Yahoo told the SEC that the stolen information included names, email addresses, telephone numbers, dates of birth, hashed passwords and encrypted and unencrypted security questions and answers. Yahoo reaffirmed earlier statements that no payment card data or bank account information was stolen; that information, Yahoo said, was not stored on the systems that were accessed.
News of the Yahoo breach surfaced at a time when large-scale password dumps were being disclosed in waves. Most of the Yahoo passwords were hashed using bcrypt, but some were secured with MD5, a long-outdated algorithm that is considered unsafe and has been deprecated in many corners.
Security company Venafi said in late September that data collected from its internal certificate reputation service indicates that Yahoo’s cryptographic practices were a mixed bag of outdated hashes and self-signed certificates, none of which are entirely secure.
Beyond simply the use of SHA1 and MD5, for example, Venafi said that it found a wildcard certificate with a five-year expiration data, much longer than the standard 12- to 18-month standard. It added that 27 percent of certificates on external Yahoo sites were in place since January 2015 and that fewer than 3 percent were issued in the previous 90 days. Weakened certificates have been attacked in the past to redirect traffic or pose as a Yahoo site and steal credentials or intercept traffic.
Congress soon interjected and wrote a letter to CEO Marissa Mayer demanding to know why it took Yahoo two years to disclose the attack, expressing dismay that users’ data has been exposed during that period of time. Vermont Senator Patrick Leahy called the situation “unacceptable.”
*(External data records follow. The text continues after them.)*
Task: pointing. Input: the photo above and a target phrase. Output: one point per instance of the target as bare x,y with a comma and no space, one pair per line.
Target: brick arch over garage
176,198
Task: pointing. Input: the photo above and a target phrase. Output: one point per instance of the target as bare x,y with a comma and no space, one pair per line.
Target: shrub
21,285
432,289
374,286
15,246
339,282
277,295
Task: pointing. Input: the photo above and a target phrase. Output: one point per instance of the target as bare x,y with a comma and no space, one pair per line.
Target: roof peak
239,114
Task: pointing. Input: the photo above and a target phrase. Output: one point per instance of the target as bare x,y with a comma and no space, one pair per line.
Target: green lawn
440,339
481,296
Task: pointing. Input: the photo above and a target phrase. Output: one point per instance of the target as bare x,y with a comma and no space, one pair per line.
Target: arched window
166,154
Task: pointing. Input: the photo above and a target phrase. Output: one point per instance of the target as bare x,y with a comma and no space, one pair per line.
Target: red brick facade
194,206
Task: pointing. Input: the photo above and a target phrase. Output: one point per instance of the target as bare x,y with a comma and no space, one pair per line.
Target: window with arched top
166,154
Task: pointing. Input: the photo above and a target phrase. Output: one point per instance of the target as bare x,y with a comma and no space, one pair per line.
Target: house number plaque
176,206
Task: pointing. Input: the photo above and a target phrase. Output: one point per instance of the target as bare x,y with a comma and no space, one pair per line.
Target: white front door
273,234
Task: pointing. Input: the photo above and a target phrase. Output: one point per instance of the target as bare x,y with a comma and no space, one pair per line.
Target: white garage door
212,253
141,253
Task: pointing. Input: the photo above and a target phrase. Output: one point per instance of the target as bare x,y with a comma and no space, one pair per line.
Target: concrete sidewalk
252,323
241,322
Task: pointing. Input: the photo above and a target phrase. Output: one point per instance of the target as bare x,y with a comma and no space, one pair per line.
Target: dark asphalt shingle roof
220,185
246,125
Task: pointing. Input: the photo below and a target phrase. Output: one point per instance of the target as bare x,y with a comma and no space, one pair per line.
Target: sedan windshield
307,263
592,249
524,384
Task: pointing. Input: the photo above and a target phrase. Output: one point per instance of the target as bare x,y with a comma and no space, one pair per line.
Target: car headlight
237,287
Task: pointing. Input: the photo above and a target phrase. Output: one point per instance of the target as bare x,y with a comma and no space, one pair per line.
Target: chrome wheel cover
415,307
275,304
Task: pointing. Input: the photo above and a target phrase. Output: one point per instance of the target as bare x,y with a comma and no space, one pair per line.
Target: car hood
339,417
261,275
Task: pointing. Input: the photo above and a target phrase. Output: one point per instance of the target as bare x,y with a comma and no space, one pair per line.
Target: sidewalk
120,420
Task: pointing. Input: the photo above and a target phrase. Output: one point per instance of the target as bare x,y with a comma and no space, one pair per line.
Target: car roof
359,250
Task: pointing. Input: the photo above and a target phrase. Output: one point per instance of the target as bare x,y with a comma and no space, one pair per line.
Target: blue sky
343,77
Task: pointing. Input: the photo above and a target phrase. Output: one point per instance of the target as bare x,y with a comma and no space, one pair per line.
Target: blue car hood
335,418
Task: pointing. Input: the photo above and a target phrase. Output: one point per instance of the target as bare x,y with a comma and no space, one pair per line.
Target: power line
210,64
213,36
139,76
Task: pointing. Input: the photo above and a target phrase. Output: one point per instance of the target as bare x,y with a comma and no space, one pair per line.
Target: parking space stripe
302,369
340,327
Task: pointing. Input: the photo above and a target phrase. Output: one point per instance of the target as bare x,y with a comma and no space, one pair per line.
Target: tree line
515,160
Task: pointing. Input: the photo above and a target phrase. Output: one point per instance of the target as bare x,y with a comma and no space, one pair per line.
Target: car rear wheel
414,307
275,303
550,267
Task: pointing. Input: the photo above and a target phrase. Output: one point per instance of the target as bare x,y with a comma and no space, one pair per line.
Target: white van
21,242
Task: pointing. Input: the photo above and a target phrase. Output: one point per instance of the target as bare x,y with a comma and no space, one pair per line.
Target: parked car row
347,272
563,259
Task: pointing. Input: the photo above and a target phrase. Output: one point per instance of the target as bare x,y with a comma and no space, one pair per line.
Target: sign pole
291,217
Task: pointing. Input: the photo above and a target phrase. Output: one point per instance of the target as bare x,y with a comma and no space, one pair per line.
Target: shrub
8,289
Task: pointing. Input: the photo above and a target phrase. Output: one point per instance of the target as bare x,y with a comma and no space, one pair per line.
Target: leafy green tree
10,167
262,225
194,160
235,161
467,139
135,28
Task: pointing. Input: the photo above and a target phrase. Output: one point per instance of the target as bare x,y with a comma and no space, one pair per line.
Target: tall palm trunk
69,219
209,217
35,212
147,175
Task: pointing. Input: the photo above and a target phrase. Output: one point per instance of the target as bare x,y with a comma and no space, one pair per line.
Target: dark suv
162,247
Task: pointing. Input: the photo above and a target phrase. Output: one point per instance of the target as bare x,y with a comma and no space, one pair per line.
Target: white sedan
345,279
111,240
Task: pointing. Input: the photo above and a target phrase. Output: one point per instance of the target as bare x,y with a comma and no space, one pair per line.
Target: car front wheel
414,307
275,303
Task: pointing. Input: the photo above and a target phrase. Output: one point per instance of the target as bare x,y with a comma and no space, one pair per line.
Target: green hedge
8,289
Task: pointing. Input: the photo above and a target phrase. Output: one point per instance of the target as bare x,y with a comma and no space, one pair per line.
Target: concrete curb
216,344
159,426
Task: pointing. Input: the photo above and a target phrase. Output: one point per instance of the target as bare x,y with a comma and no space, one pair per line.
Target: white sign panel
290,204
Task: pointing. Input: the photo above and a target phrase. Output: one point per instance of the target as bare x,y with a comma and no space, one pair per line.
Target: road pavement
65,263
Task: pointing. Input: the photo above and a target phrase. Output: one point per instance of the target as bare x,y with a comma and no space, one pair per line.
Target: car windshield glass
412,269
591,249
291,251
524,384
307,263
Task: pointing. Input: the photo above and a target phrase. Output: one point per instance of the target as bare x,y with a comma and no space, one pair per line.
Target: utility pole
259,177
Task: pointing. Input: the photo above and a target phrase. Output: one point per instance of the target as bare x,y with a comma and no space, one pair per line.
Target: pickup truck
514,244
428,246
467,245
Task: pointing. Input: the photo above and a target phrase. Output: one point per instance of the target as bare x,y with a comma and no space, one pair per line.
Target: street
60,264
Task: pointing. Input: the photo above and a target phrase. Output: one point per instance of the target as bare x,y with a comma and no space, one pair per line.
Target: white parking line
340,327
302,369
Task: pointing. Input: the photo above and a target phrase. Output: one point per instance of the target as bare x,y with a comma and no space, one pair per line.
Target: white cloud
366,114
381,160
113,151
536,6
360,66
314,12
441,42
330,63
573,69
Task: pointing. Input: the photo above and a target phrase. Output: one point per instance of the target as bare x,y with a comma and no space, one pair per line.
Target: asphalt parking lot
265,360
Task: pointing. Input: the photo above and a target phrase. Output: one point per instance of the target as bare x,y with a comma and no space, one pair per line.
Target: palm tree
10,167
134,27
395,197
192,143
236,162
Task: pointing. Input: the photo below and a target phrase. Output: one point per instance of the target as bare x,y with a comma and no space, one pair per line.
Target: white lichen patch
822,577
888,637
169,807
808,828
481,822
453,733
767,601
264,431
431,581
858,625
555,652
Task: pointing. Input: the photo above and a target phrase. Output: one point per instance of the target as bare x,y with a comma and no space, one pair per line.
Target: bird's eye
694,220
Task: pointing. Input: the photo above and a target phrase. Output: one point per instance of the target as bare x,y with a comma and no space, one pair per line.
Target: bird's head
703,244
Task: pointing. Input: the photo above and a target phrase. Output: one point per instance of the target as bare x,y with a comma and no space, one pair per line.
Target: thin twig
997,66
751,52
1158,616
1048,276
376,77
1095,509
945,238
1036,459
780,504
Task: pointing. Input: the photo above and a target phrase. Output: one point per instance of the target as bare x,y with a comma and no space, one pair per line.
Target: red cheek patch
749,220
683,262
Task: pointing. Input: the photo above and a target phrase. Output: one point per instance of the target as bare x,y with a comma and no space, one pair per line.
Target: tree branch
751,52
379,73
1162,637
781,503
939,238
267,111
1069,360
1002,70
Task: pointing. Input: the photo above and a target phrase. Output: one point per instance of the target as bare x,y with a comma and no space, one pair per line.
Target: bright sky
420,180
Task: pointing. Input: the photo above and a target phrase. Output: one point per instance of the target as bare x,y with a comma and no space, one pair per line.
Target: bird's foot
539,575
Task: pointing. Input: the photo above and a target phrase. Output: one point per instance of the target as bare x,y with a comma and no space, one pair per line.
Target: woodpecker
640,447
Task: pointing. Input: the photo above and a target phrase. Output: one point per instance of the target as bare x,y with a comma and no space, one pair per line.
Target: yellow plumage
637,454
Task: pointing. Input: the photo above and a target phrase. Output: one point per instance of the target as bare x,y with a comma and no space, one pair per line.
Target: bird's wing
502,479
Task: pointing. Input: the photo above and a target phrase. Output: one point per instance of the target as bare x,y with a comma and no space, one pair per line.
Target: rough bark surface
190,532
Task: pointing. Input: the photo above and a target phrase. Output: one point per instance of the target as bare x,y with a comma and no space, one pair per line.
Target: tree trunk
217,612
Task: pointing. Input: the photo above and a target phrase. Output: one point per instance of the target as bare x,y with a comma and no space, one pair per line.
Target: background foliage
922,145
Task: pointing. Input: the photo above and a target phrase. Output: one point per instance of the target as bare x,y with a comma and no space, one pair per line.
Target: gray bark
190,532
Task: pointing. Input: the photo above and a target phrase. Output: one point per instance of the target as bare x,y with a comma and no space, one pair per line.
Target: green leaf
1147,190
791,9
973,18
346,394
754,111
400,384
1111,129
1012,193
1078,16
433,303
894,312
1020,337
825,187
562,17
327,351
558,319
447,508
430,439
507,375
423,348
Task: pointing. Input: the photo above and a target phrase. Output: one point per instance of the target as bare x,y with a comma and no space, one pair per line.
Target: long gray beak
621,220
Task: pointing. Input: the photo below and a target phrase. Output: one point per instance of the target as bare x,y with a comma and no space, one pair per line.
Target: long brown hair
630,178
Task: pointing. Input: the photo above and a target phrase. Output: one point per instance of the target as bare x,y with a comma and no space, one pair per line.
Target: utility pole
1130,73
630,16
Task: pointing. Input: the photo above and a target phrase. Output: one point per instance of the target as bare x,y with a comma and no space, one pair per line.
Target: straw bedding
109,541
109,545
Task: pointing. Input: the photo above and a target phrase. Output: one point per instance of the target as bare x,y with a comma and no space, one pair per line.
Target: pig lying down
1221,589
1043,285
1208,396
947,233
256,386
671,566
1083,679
The breach, Yahoo told the SEC, has also given birth to 23 class-action lawsuits filed against the company making claims of harm and seeking damages and relief. Yahoo said it has spent $1 million in the third quarter of this year related to its breach investigation, but said the breach did not materially impact its business or cash flow for the quarter. Yahoo also admitted in its filing that it does not have cybersecurity liability insurance.